Almost all of us probably remember when “Sweater Weather” by the Neighbourhood came out in 2012; it was a simpler time. Since then, The Neighbourhood has come out with three full-length albums. Their most recent, self-titled, was released this past March.
It’s full of the same slow beats and calm tones as the band’s first album, “I Love You”. The lead single of the album, “Scary Love”, has a slightly darker feel than something like “Sweater Weather”, with lyrics focusing on not being good enough for the one you care about.
The whole album creates this feeling — sad lyrics that emote a cold day at the beach. In a way, “The Neighbourhood” is a coming-of-age album: it’s about everything that comes from growing up that doesn’t have the feel-good message that most movies and tv shows try to portray.

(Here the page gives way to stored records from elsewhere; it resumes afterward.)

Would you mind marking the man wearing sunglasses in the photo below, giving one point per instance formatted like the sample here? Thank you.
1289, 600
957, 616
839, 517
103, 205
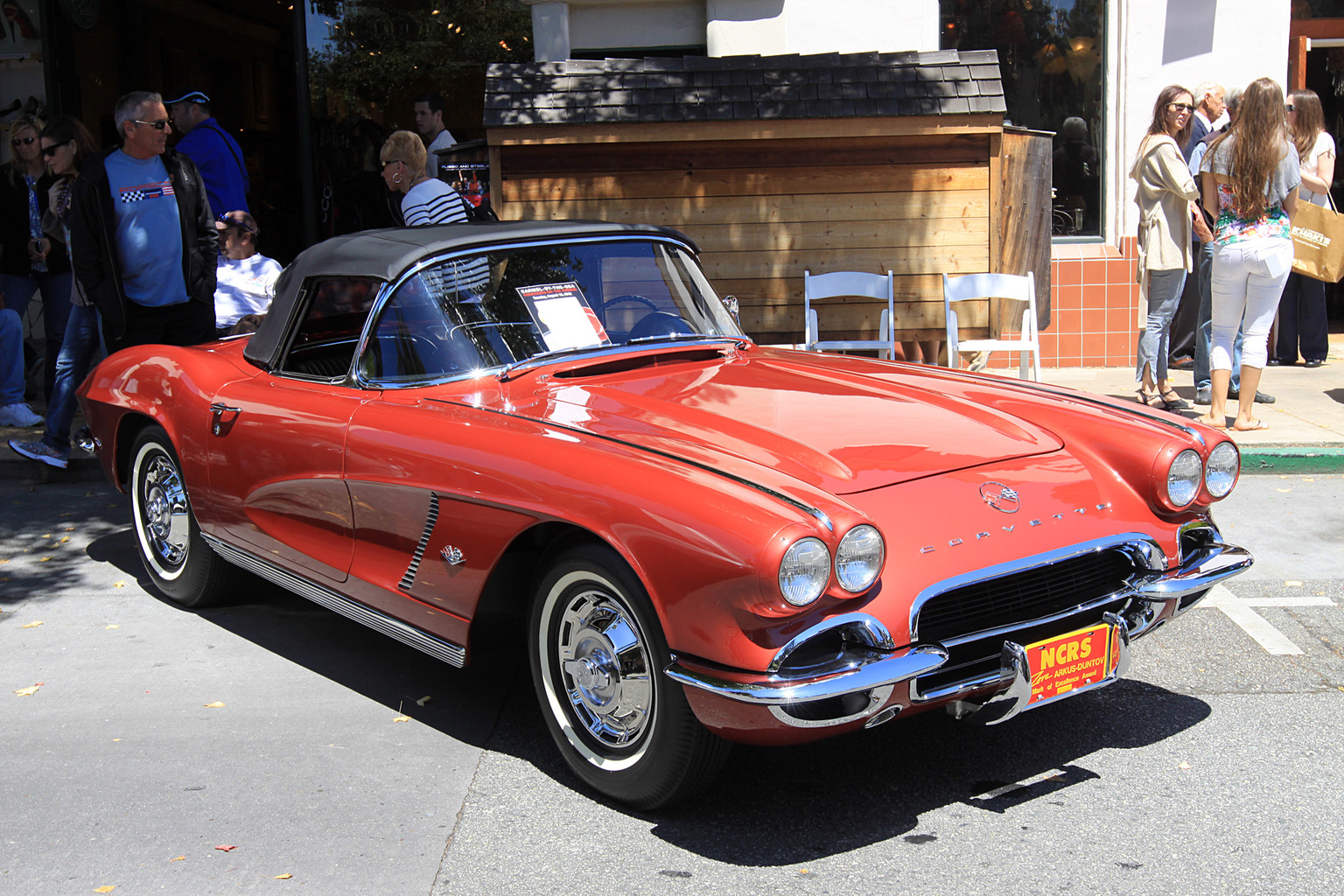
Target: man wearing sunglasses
143, 240
214, 150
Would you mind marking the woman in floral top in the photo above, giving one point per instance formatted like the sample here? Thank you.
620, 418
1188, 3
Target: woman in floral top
1253, 192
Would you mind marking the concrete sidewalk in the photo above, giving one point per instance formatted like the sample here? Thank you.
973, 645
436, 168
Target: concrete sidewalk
1306, 424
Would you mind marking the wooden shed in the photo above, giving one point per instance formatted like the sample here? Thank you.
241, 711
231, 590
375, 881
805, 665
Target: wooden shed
782, 164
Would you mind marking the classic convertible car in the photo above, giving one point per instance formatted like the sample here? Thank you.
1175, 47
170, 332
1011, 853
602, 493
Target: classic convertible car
710, 540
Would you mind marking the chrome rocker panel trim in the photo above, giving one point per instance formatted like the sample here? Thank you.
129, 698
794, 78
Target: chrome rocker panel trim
446, 650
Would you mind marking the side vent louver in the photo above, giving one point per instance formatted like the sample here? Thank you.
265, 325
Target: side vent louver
405, 584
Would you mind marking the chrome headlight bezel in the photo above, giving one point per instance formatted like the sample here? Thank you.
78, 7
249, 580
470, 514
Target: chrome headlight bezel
804, 571
1184, 479
1222, 469
859, 557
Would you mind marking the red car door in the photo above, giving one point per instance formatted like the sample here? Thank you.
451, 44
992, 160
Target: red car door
277, 469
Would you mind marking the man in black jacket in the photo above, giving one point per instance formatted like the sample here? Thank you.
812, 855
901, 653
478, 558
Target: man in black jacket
143, 240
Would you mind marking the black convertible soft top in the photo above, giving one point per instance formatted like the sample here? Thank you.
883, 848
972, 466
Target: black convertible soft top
388, 253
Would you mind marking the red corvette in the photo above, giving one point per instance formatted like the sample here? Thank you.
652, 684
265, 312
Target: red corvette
712, 542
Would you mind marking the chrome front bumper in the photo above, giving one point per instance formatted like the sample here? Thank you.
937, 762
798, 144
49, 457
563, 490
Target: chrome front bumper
870, 664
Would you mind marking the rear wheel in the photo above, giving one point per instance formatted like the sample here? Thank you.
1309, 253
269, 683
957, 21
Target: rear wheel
597, 655
175, 555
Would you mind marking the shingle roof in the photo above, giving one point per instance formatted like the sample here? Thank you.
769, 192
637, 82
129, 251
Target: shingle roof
830, 85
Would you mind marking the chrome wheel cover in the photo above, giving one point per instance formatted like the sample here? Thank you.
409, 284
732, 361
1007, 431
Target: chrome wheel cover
598, 670
163, 514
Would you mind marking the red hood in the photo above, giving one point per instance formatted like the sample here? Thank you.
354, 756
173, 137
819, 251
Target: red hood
815, 421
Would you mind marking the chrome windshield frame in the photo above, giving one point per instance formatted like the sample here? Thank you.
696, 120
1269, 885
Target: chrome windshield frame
501, 371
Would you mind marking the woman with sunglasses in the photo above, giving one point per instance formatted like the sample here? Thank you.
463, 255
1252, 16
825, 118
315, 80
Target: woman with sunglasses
65, 144
1167, 215
425, 200
29, 262
1301, 311
1253, 191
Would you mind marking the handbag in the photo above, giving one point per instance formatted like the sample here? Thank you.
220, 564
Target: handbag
1319, 242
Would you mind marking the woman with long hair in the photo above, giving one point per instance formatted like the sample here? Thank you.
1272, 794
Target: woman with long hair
65, 144
1253, 190
27, 262
1301, 311
1167, 216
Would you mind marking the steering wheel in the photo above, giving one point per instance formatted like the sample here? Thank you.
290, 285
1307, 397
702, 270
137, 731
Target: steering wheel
631, 298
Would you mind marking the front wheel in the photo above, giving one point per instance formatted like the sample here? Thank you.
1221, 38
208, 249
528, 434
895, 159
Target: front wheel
597, 653
175, 555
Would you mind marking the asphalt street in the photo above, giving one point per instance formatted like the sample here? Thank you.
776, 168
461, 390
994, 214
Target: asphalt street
318, 750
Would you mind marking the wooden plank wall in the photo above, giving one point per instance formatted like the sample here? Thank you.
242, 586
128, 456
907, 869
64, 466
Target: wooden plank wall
765, 211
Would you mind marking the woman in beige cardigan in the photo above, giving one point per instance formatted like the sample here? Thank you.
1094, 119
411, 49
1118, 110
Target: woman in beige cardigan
1167, 214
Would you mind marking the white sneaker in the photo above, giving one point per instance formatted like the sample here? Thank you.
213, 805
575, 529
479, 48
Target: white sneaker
19, 414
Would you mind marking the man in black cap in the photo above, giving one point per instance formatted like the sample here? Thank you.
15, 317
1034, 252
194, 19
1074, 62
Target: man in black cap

It’s about what it can feel like on the inside, the loneliness, the change, and the adjustments. An example is “Nervous”, the third track off the album. In the first verse, lead singer Jesse Rutherford, sings “Last year I fell flat on my face/And last month I knew something should change/Last week I started over again,” with just enough emotion that you know he’s really felt it.
Much like “Nervous”, the album’s 10th track, “Reflections”, is also centred around looking back: “I tried to put it out for you to get/Could’ve, should’ve but you never did”. It’s a mix of something old and something new — the nostalgia that comes with moving forward.
For many, fall is a time of change; it’s full of looking back and looking forward. The Neighbouhood encompases this well in this record, and it’s something many of us may be able to relate to right now as we newly enter autumn.